Şimdi burada bir es verelim. Bursalı, Yeni Asır Gazetesi Ankara temsilciliği görevini 2000’li yılların sonuna kadar sürdürdü neredeyse. Peki ben nereye dikkat çekmek istiyorum? Şebnem Bursalı-28 Şubat darbesi dönemine. Şimdi, Bursalı ilerleyen yıllarda Sabah Grubu’nda üst düzey görevler aldıktan sonra 28 Şubat dönemiyle ilgili ilginç yazılar kaleme alıyor. Mesela 14 Şubat 2022’de yani cumhurbaşkanlığı seçiminden 2 ay kadar önce ’28 Şubat tarihi tesadüf değil’ diye bir yazı kaleme alıyor hanımefendi Sabah’taki köşesinde. Peki ne diyor?
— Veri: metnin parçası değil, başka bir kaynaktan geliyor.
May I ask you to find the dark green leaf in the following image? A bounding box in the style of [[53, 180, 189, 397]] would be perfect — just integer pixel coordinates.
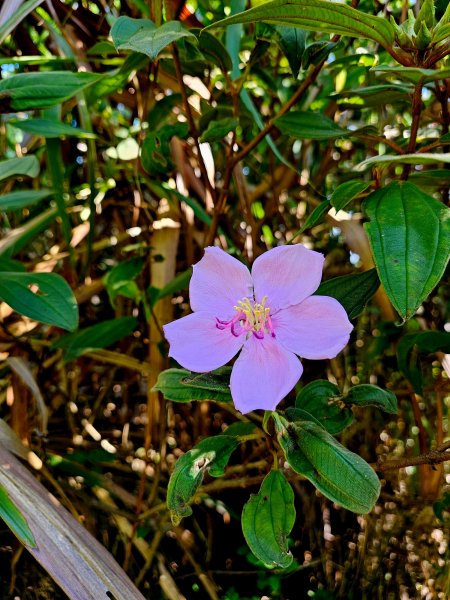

Buyurun kendiniz okuyun:

Cumartesi akşamı ‘6+1 benzemez’ diye adlandırılan Millet İttifakı ortaklarının Çankaya Ahlatlıbel’deki buluşmasından çıkan sonuç; ‘Güçlendirilmiş Parlamenter Sistem’ adını verdikleri kendi icatları bir sistemin detaylarını 28 Şubat tarihinde kamuoyuna açıklamak oldu. Bazen öyle bir detay vardır ki ne bütüne bakarsın ne de diğer ayrıntılara! İşte; muhalefetin kendisi için ‘varlık-yokluk’ sebebi haline getirdiği sistem değişikliği birlikteliğini kamuoyuna açıklamak için seçtiği tarih de böyle bir detay: 28 Şubat.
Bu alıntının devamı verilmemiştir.